Tribunal Administratif de Montreuil — Décision N° TA93-2401811

jeudi 5 février 2026

JuridictionTribunal Administratif de Montreuil
SectionTribunal Administratif de Montreuil
N° DossierTA93-2401811
TypeDécision
RecoursExcès de pouvoir
Formation5ème chambre
Avocat requérantSOUABI

Résumé IA

Le Tribunal Administratif de Montreuil a rejeté la requête de la société Mister Beef, qui demandait l'annulation d'un arrêté préfectoral ordonnant la fermeture de son établissement pour 75 jours. Le tribunal a jugé que le préfet de la Seine-Saint-Denis était compétent pour prononcer cette sanction administrative, fondée sur la constatation de travail illégal (emploi d'étrangers sans titre et défaut de déclaration préalable à l'embauche) au titre des articles L. 8211-1 et L. 8272-2 du code du travail. Il a estimé que la sanction, motivée par la proportion de salariés concernés et la gravité des faits, n'était pas disproportionnée.

Texte intégral

Vu la procédure suivante :

Par une requête et un mémoire enregistrés les 8 février 2024 et 24 décembre 2024, la société à responsabilité limitée Mister Beef, représentée par Me Souabi, demande au tribunal :

1°) d’annuler l’arrêté du 6 décembre 2023 par lequel le préfet de la Seine-Saint-Denis a prononcé la fermeture de l’établissement qu’elle exploite à Aubervilliers, pour une durée de soixante-quinze jours à compter du 11 décembre 2023 ;

2°) de mettre à la charge de l’État la somme de 2 500 euros au titre de l’article L. 761-1 du code de justice administrative.

Elle soutient que :
- l’arrêté attaqué a été pris par une autorité incompétente ;
- sa notification est irrégulière dès lors que son gérant n’a pas bénéficié de l’assistance d’un interprète ;
- il est entaché d’erreurs de fait ;
- il est entaché d’une absence de contrôle de la proportionnalité de la sanction par le préfet ;
- la sanction est disproportionnée.

Par un mémoire en défense enregistré le 10 décembre 2024, le préfet de la Seine-Saint-Denis conclut au rejet de la requête.

Il soutient que les moyens soulevés par la requérante ne sont pas fondés.

Vu les autres pièces du dossier.

Vu :
- le code des relations entre le public et l’administration ;
- le code du travail ;
- le code de justice administrative.

Les parties ont été régulièrement averties du jour de l’audience.

Ont été entendus au cours de l’audience publique :
- le rapport de Mme Lançon, première conseillère,
- les conclusions de M. Bernabeu, rapporteur public,
- les observations de Me Souabi, avocat de la société Mister Beef.


Considérant ce qui suit :

La société Mister Beef exploite un établissement de restauration rapide, situé à Aubervilliers, ayant fait l’objet, le 3 novembre 2022, d’un contrôle par les services de police et de l’union pour le recouvrement des cotisations de sécurité sociale et d’allocations familiales.
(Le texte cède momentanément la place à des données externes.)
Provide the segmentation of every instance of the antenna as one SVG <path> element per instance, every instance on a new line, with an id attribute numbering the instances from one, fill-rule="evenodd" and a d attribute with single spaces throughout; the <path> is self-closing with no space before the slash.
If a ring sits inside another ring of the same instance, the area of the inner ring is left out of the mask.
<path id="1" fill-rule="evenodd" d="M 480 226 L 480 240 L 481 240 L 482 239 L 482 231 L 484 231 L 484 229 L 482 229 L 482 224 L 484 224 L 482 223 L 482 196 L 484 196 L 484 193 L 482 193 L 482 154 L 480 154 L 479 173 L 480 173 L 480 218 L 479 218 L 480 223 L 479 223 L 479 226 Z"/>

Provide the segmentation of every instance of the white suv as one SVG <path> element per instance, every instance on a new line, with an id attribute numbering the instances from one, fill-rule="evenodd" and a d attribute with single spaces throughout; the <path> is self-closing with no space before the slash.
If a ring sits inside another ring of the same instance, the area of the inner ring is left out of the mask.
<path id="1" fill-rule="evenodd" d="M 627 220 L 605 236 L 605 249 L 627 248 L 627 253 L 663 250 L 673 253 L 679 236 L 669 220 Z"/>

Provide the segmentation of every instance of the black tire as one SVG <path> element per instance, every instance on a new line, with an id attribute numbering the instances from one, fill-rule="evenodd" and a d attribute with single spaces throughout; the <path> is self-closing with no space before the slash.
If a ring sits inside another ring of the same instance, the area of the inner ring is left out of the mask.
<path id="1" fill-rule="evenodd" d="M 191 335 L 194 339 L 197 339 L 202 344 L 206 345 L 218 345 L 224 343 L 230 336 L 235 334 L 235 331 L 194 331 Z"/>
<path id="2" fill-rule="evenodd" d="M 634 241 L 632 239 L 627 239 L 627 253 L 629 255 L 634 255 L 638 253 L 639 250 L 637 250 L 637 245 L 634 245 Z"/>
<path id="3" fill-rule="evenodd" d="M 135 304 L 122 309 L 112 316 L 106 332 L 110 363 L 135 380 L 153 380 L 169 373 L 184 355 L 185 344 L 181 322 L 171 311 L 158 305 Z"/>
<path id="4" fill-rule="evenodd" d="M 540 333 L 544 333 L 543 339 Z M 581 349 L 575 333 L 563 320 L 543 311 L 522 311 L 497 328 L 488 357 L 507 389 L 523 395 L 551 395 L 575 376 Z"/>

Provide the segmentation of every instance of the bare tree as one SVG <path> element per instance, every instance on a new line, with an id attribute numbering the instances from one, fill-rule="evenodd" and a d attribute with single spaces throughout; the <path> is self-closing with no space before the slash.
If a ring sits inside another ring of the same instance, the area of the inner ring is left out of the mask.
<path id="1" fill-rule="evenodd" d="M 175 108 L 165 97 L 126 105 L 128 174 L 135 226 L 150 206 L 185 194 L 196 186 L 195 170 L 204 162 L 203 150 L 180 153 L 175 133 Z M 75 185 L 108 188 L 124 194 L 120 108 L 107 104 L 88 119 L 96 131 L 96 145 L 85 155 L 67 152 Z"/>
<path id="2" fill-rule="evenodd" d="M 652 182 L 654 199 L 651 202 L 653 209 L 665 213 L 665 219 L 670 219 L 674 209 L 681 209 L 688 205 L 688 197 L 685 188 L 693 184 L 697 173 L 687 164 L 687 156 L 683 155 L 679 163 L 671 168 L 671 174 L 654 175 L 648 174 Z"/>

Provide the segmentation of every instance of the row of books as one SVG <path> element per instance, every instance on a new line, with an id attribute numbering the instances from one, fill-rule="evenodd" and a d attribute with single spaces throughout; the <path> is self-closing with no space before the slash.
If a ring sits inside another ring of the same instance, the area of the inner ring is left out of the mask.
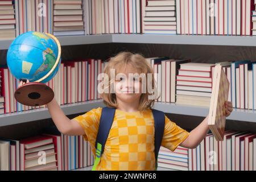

A l’occasion de ce contrôle, a été constaté l’emploi de cinq travailleurs de nationalité bangladaise n’ayant pas fait l’objet d’une déclaration préalable à l’embauche ou dépourvus de titre les autorisant à exercer une activité salariée en France, faits qualifiés de travail illégal en application de l’article L. 8211-1 du code du travail. Après réception d’un rapport du chef du département de contrôle des flux migratoires du 25 août 2023 et invitation faite au gérant de présenter des observations écrites sur les faits constatés et la sanction envisagée, le préfet de la Seine-Saint-Denis a prononcé la fermeture de l’établissement pour une durée de soixante-quinze jours par un arrêté du 6 décembre 2023. La société Mister Beef demande au tribunal l’annulation de cet arrêté.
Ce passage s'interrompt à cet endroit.